2. Nos besoins journaliers en vitamine C



A l’heure d’aujourd’hui, les études se contredisent encore sur l’apport journalier conseillé en vitamine C. Selon le pays, l’apport nutritionnel recommandé (ANR) peut varier entre 40 et 120 mg par jour. 

Au Canada et dans de nombreux pays d’Europe, l’ANR en vitamine C est de 90 mg pour un homme adulte et de 75 mg pour une femme du même âge (En savoir plus). En France, les nutritionnistes recommandent un apport quotidien d’environ 110 mg de vitamine C pour un adulte. 

Une étude parue en juin 2012 dans la revue Critical Review in Food Science and Nutrition1 révèle cependant que l’apport journalier idéal serait de 200 mg. Ce ne serait qu’à partir de ce seuil que l’on pourrait pleinement profiter de ses bienfaits antioxydants et revitalisants. Les études s’accordent en revanche pour dire que les besoins en vitamine C des fumeurs doivent être plus importants (environ 35 mg supplémentaires). 

A noter : Il faut savoir que les risques de carence en vitamine C sont devenus très rares. Une carence peut cependant toujours apparaître si l’on en consomme moins de 10 mg par jour. Le scorbut, provoqué par une carence en vitamine C est le principal risque à encourir. 

3. Où trouver la vitamine C ?


Il n’est pas facile d’avoir un apport suffisant en vitamine C tout au long de l’année. On constate par exemple une augmentation des apports moyens envitamine C durant l’été grâce à la consommation de fruits et légumes frais. Il est néanmoins possible de trouver dans son alimentation un apport suffisant en vitamine C tout au long de l’année. 

Palmarès des 10 fruits et légumes contenant une bonne teneur en vitamine C pour 100 g : 

1. La cerise acérola = 1000 mg 
2. La baie d’églantier = 750 mg
3. La goyave = 240 mg
4. Le cassis = 200 mg 
5. Le poivron rouge = 190 mg
6. Le kiwi = 80 mg
7. Le chou de Bruxelles = 62 mg
8. La fraise = 60 mg
9. Le brocoli (cuit) = 60 mg
10. L’orange = 52 mg

4. Conserver la teneur en vitamine C des aliments


Comme tous les nutriments, la vitamine C est très fragile. A partir de 3 à 4 jours, on observe une déperdition de la teneur en vitamine C dans les fruits et légumes. Elle est sensible à la lumière, à l’air (oxygène), à la température et à la durée de cuisson. On dit aussi que la vitamine C est hydrosoluble, c’est-à-dire qu’elle se dissout dans l’eau. 

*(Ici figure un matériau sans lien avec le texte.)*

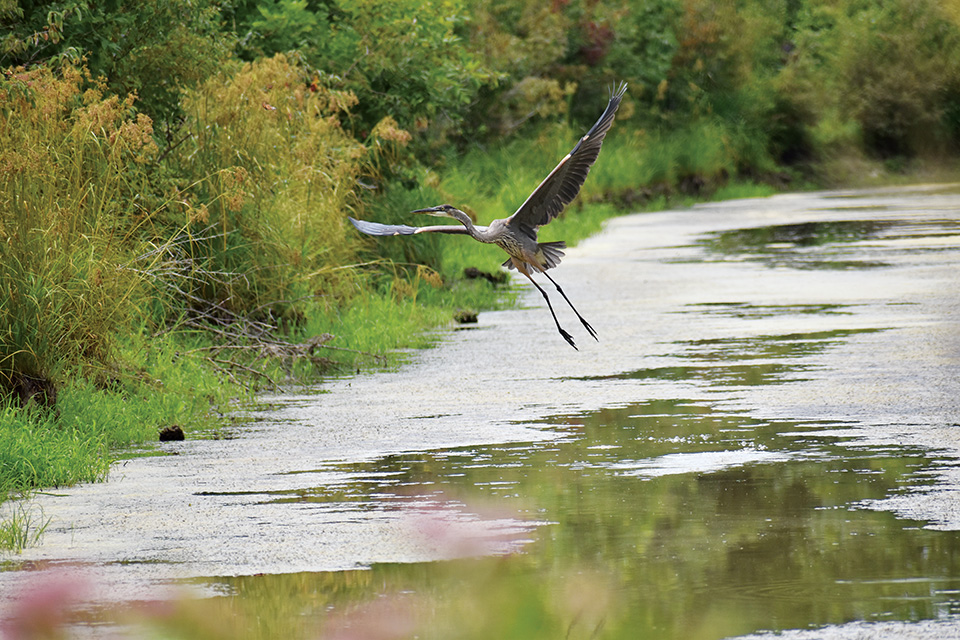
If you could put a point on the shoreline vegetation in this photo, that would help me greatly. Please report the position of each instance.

En fonction du mode de cuisson ou de la durée de stockage, on constate une déperdition plus ou moins importante (de 30 à 50%) de la teneur en vitamine C des fruits et légumes. Par conséquent, il est conseillé de préférer les cuissons rapides à la vapeur, au four ou au micro-ondes qui demandent un minimum d’eau. 

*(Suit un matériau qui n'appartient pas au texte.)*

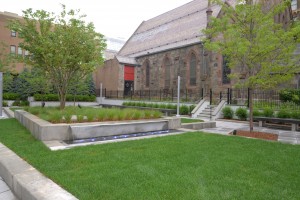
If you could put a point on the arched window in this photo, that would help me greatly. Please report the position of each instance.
(193, 70)
(167, 65)
(147, 74)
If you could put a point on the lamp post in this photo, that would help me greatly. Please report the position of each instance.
(178, 97)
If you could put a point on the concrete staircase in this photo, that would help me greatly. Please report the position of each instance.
(289, 137)
(207, 112)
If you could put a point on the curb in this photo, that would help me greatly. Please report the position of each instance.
(25, 181)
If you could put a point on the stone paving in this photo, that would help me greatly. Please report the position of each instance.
(5, 192)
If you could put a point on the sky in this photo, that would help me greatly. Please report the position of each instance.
(113, 18)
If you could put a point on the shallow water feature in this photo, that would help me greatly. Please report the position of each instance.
(120, 137)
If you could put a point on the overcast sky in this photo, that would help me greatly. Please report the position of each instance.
(113, 18)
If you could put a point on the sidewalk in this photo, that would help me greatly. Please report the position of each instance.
(5, 192)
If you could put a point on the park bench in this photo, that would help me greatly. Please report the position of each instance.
(262, 121)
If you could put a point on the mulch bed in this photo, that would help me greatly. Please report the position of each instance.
(260, 135)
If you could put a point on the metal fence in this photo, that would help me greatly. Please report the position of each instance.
(261, 98)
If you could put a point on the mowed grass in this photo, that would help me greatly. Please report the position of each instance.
(187, 166)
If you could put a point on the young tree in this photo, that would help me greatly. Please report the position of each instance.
(63, 46)
(254, 44)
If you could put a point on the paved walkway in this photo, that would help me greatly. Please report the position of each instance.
(5, 192)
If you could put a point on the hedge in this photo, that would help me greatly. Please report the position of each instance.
(70, 97)
(11, 96)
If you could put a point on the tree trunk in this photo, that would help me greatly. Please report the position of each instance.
(62, 100)
(250, 109)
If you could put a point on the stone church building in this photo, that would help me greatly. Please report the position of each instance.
(165, 47)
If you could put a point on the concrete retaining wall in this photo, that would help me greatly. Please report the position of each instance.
(25, 181)
(45, 131)
(199, 125)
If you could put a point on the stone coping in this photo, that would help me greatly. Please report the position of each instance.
(46, 131)
(25, 181)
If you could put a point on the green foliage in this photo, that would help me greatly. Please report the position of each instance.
(55, 115)
(63, 46)
(241, 113)
(4, 103)
(283, 114)
(227, 112)
(257, 113)
(290, 95)
(11, 96)
(69, 97)
(184, 110)
(268, 112)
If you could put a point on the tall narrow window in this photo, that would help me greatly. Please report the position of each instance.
(226, 71)
(167, 65)
(20, 51)
(147, 74)
(13, 34)
(193, 70)
(13, 49)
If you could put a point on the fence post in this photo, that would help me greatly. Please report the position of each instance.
(230, 95)
(248, 98)
(228, 90)
(186, 95)
(210, 97)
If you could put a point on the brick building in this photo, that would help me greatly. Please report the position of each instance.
(168, 46)
(10, 40)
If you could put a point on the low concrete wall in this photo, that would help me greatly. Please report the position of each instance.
(46, 131)
(199, 125)
(41, 129)
(25, 181)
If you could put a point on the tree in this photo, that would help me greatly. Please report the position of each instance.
(254, 45)
(64, 47)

Astuces pour conserver la vitamine C dans les aliments : 

- Pensez aux surgelés qui conservent de façon correcte la teneur en vitamine C lorsque vous n’avez pas la possibilité de consommer des fruits et légumes frais. 
- Préférez les fruits et légumes crus et frais qui auront forcément une teneur en vitamine C plus importante. 
- Pelez finement vos fruits et légumes car c’est dans la peau que se trouve la majeure partie de la vitamine C. Si vous gardez la peau, veillez à laver soigneusement (mais rapidement) vos fruits et légumes. 

5. Les suppléments de vitamine C


En cas d’apport insuffisant, il existe des compléments alimentaires à base de vitamine C. 

Les suppléments de vitamine C sur le marché sont composés d’acide ascorbique (nom scientifique de la vitamine C) ou d’ascorbate. On compte parmi les suppléments à base d’ascorbate les plus courants, l’ascorbate de sodium (sel de sodium de la vitamine C) et l’ascorbate de calcium (sel d’acide ascorbique et de calcium). 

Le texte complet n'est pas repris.